Upon the appearance of any such book or matter at any customs office, the same shall be seized and held by the collector to await the judgment of the district court as hereinafter provided; and no protest shall be taken to the United States Customs Court from the decision of the collector. Upon the seizure of such book or matter the collector shall transmit information thereof to the district attorney of the district in which is situated the office at which such seizure has taken place, who shall institute proceedings in the district court for the forfeiture, confiscation, and destruction of the book or matter seized. Upon the adjudication that such book or matter thus seized is of the character the entry of which is by this section prohibited, it shall be ordered destroyed and shall be destroyed. Upon adjudication that such book or matter thus seized is not of the character the entry of which is by this section prohibited, it shall not be excluded from entry under the provisions of this section.

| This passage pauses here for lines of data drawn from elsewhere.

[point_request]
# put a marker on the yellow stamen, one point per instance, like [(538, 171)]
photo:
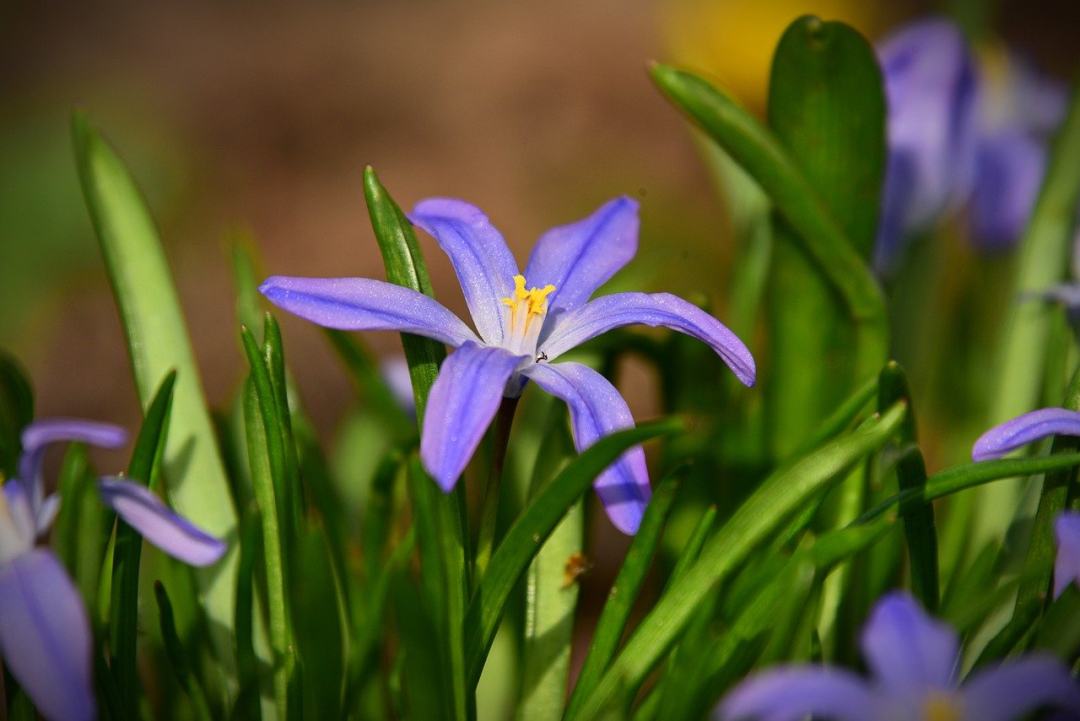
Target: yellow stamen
[(941, 706)]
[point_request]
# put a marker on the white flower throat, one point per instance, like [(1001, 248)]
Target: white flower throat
[(525, 320)]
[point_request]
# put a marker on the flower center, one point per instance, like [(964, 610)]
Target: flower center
[(940, 706), (527, 310)]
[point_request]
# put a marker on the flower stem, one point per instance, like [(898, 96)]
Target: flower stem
[(489, 505)]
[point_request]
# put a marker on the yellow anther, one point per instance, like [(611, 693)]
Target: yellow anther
[(941, 706)]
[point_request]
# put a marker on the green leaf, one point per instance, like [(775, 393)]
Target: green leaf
[(765, 159), (624, 590), (16, 411), (177, 656), (826, 107), (123, 624), (441, 517), (918, 516), (1044, 250), (756, 519), (525, 538), (158, 343), (262, 478), (551, 595)]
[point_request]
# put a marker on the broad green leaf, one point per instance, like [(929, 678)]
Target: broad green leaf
[(765, 159), (158, 343), (551, 595), (826, 107), (1044, 250), (441, 517), (127, 551), (756, 519), (624, 590), (534, 526)]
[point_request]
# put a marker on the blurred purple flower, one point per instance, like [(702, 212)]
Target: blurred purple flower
[(961, 134), (520, 330), (1067, 561), (930, 87), (913, 661), (1024, 430), (44, 634)]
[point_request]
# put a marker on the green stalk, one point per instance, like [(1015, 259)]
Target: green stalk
[(1044, 252)]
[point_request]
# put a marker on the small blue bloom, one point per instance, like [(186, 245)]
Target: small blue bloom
[(523, 323), (1067, 561), (914, 665), (930, 89), (1024, 430), (44, 633)]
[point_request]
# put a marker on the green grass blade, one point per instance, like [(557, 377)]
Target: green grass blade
[(262, 479), (534, 526), (756, 519), (158, 343), (177, 656), (765, 159), (551, 596), (624, 590), (123, 624), (1044, 252)]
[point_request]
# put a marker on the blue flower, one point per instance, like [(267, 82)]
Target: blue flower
[(44, 633), (961, 133), (914, 667), (523, 323)]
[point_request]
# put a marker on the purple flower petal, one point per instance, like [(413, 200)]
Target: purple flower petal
[(38, 435), (483, 262), (661, 309), (1008, 175), (930, 86), (908, 652), (1012, 690), (463, 400), (361, 303), (1067, 561), (580, 257), (797, 692), (1025, 429), (44, 636), (596, 410), (174, 534)]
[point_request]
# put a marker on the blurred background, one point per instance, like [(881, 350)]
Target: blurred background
[(243, 118)]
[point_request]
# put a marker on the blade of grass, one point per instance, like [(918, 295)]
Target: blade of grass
[(551, 595), (158, 343), (624, 590), (760, 515), (534, 526), (126, 552)]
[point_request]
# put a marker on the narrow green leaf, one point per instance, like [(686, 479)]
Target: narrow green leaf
[(624, 590), (16, 411), (760, 515), (262, 478), (441, 535), (177, 656), (918, 516), (1044, 252), (158, 343), (551, 595), (765, 159), (123, 624), (534, 526)]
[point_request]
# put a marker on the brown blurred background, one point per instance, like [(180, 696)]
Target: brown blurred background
[(261, 116)]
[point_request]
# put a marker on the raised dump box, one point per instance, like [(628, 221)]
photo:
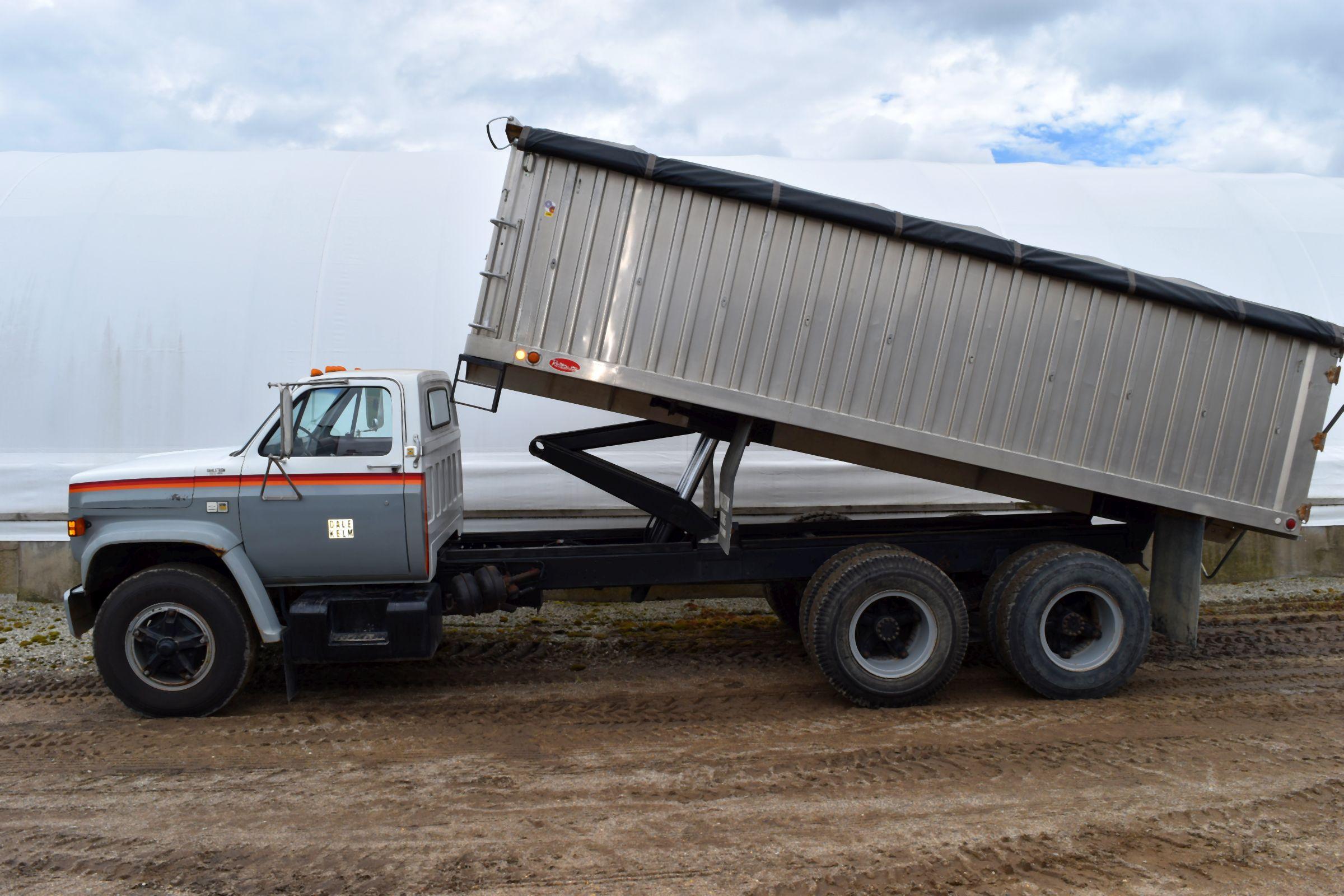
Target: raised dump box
[(894, 342)]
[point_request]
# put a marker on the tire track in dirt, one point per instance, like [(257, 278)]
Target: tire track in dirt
[(699, 762)]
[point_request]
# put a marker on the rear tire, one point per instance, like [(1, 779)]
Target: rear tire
[(1074, 625), (174, 640), (998, 585), (888, 629)]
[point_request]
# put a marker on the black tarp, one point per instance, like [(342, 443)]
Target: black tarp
[(632, 160)]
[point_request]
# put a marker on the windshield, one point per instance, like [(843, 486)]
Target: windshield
[(340, 421)]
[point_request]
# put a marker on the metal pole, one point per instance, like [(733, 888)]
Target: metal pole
[(701, 459)]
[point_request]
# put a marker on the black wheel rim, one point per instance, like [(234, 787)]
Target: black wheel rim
[(170, 647), (1081, 629), (893, 634)]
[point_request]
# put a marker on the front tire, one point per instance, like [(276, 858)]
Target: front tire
[(998, 586), (889, 629), (174, 641)]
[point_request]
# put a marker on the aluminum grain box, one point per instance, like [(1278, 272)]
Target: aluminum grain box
[(898, 343)]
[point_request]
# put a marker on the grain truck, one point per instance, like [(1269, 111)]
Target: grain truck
[(1130, 409)]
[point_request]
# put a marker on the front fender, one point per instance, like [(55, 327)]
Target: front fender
[(210, 535)]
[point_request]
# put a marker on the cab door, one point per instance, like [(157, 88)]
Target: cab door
[(437, 512), (339, 515)]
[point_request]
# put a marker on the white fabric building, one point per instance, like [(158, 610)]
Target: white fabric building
[(147, 297)]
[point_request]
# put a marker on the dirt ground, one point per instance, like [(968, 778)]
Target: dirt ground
[(690, 749)]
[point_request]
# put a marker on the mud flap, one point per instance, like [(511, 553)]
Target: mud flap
[(1174, 590), (291, 669)]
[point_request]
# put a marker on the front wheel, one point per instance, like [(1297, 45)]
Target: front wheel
[(174, 641), (888, 629)]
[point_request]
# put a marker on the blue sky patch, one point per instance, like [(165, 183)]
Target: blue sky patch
[(1097, 144)]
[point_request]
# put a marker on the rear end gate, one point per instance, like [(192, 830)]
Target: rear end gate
[(1073, 624)]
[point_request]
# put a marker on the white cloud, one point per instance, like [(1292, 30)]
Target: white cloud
[(1229, 86)]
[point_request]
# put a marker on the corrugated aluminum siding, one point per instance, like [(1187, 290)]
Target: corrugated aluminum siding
[(729, 295)]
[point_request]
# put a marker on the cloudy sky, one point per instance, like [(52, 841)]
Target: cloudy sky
[(1214, 86)]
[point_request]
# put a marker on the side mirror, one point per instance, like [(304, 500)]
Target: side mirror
[(373, 409), (287, 422)]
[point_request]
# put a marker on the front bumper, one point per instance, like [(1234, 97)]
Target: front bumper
[(80, 613)]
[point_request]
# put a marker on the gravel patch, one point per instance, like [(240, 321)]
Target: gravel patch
[(34, 636)]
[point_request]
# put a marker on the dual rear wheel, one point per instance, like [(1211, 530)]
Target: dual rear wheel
[(890, 629)]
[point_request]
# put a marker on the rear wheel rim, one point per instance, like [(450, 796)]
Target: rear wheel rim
[(170, 647), (1081, 629), (893, 634)]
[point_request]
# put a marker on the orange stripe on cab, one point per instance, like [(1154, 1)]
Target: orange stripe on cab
[(206, 481)]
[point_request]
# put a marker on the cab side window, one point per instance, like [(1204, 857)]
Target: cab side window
[(440, 408), (342, 421)]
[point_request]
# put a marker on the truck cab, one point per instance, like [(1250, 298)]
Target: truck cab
[(190, 554)]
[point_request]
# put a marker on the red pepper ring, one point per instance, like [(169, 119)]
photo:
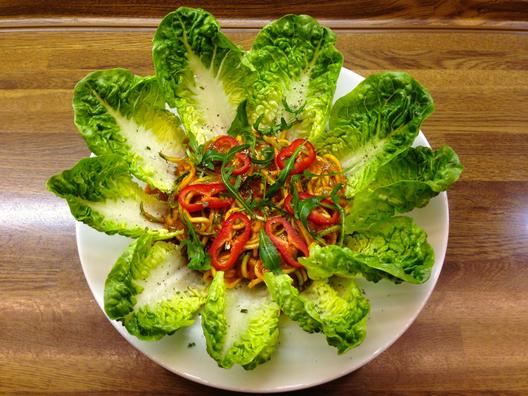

In any such proceeding any party in interest may upon demand have the facts at issue determined by a jury and any party may have an appeal or the right of review as in the ease of ordinary actions or suits.

2.

Thirteen “experts” (professional critics, English professors, a minister, sociology professors, a “professor of film,” psychiatrists, a novelist) gave testimony as to their views of the social value of the film. Some of their answers to questions as to the dominant theme of the film were: change, transition; the nature of reality or of “modern” reality; the New Left; the interrelationship of various aspects of human activity; the quest for values; the beliefs and commitments of the young; the younger generation; the generation gap; the relationship between fantasy and reality; young people’s search for identity and self-recognition; political, social and sexual maturity; political responsibility; the use of ritual to establish fundamental truth; the nature of polities; the complexity of modern reality.